On Tue, Dec 12, 2023 at 11:48:27AM +0800, Kai-Heng Feng wrote:
On Fri, Dec 8, 2023 at 4:47 AM Bjorn Helgaas helgaas@kernel.org wrote: ...
I hope we can obsolete this whole idea someday. Using pci_walk_bus() in qcom and vmd to enable ASPM is an ugly hack to work around this weird idea that "the OS isn't allowed to enable more ASPM states than the BIOS did because the BIOS might have left ASPM disabled because it knows about hardware issues." More history at https://lore.kernel.org/linux-pci/20230615070421.1704133-1-kai.heng.feng@can...

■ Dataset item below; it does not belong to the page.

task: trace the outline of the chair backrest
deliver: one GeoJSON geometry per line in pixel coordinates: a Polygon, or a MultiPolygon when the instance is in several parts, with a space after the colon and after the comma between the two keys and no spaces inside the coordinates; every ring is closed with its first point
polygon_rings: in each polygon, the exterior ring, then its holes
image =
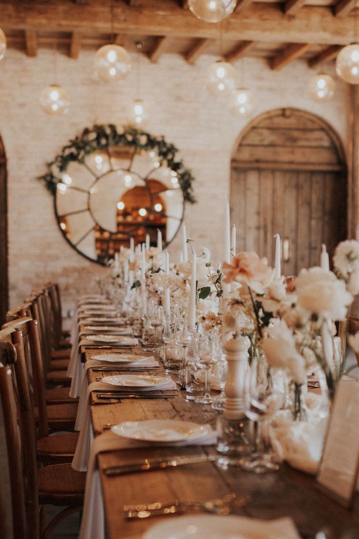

I think we need to get to a point where Linux enables all supported ASPM features by default. If we really think x86 BIOS assumes an implicit contract that the OS will never enable ASPM more aggressively, we might need some kind of arch quirk for that.
The reality is that PC ODM toggles ASPM to workaround hardware defects, assuming that OS will honor what's set by the BIOS. If ASPM gets enabled for all devices, many devices will break.
That's why I mentioned some kind of arch quirk. Maybe we're forced to do that for x86, for instance. But even that is a stop-gap.
The idea that the BIOS ASPM config is some kind of handoff protocol is really unsupportable.
Do we have concrete examples of where enabling ASPM for a device that advertises ASPM support will break something?